With their sights set on this powerful molecule, the researchers subjected cancer cells and normal cells grown in the laboratory to bee venom from Ireland, England, and Australia, and the bumblebee (Bombus terrestris) poison from England.
They found that bumblebee venom, which does not contain melittin but has other potential cell killers, had little effect on breast cancer cells, but bee venom from all places made a difference.
“The venom was extremely potent,” said medical researcher Ciara Duffy of the Harry Perkins Institute for Medical Research. “We found that melittin can completely destroy the membranes of cancer cells in 60 minutes.”
When melittin was blocked with an antibody, cancer cells exposed to bee venom survived, showing that melittin was in fact the component of the venom responsible for the results of previous trials.
The best part: Melittin had little impact on normal cells, specifically targeting cells that produced a lot of EGFR and HER2 (another molecule overproduced by some types of breast cancer); it even spoiled the replication capacity of cancer cells.
“This study demonstrates how melittin interferes with signaling pathways within breast cancer cells to reduce cell replication,” said Western Australian chief scientist Peter Klinken, who was not involved in this study.
Taking their conclusions even further, the research team also produced a synthetic version of melittin, to see how it would perform compared to the real business.
“We found that the synthetic product reflected most of the anticancer effects of bee venom,” Duffy said.
Then Duffy and his team tested the action of melittin combined with chemotherapy drugs in mice. The experimental treatment lowered levels of a molecule that cancer cells use to evade detection by the immune system.

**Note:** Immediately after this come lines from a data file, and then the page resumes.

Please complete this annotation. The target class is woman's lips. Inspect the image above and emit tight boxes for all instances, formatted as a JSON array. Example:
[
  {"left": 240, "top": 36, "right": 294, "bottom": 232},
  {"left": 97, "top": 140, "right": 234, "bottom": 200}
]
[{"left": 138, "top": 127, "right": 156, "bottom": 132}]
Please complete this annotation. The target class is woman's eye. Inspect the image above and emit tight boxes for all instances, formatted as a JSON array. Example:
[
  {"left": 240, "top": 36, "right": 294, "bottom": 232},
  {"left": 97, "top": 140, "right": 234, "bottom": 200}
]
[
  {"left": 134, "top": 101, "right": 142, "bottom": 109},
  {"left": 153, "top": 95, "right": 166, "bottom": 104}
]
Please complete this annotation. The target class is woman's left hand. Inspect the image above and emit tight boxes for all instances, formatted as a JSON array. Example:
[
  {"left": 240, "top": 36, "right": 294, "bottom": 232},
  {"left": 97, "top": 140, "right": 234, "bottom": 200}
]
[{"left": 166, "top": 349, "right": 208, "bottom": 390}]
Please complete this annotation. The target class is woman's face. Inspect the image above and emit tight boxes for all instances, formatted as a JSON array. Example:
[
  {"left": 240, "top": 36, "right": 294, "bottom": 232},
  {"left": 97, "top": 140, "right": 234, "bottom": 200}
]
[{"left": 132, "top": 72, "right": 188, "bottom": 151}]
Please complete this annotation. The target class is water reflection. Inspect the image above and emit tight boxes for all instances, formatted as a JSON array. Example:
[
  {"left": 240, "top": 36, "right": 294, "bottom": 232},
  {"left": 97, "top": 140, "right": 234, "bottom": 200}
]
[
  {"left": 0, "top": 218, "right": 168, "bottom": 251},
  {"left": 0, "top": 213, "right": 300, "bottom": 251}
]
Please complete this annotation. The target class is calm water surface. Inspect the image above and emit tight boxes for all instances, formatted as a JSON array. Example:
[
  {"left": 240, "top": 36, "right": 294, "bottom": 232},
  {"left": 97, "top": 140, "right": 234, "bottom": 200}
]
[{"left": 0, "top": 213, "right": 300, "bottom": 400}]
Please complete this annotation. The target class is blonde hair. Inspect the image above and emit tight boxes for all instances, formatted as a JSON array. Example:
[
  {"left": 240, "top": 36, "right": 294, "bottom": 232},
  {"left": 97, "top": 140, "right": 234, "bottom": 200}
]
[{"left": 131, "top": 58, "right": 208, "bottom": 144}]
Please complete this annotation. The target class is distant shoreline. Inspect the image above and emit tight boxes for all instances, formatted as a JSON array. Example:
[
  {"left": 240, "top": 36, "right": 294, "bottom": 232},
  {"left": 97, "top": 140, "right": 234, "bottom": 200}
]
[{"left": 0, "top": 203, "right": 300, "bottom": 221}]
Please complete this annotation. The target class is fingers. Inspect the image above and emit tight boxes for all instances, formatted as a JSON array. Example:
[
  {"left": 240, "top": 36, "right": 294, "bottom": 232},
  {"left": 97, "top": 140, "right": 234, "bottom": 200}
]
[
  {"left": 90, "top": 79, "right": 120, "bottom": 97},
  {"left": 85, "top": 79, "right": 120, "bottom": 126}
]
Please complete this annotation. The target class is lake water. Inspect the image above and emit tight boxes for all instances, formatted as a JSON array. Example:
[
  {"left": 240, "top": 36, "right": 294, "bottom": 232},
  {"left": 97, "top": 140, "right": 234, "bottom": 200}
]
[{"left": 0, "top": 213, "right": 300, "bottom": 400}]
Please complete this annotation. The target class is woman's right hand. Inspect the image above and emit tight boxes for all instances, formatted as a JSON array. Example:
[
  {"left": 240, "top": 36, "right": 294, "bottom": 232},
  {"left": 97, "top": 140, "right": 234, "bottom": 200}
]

“We found that melittin can be used with small molecules or chemotherapies, such as docetaxel, to treat highly aggressive types of breast cancer,” explained Duffy. “The combination of melittin and docetaxel was extremely effective in reducing tumor growth in mice.”
EGFR and HER2 overexpression is also seen in other types of cancers, such as lung cancer, and these results suggest that they could also be potential targets for melittin.
Of course, many things can kill a cancer cell in a Petri dish, and the researchers caution that there is still a long way to go before this bee venom molecule can be used as a treatment in humans.
“Future studies will be required to formally evaluate the toxicities and maximum tolerated doses of these peptides prior to human trials,” they wrote in their paper.
But this formidable weapon of insects provides another incredible example of chemicals found in nature that could also be useful for human disease. However, we must remember that, like so many other creatures, bees face significant health threats.
This research was published in Natural precision oncology.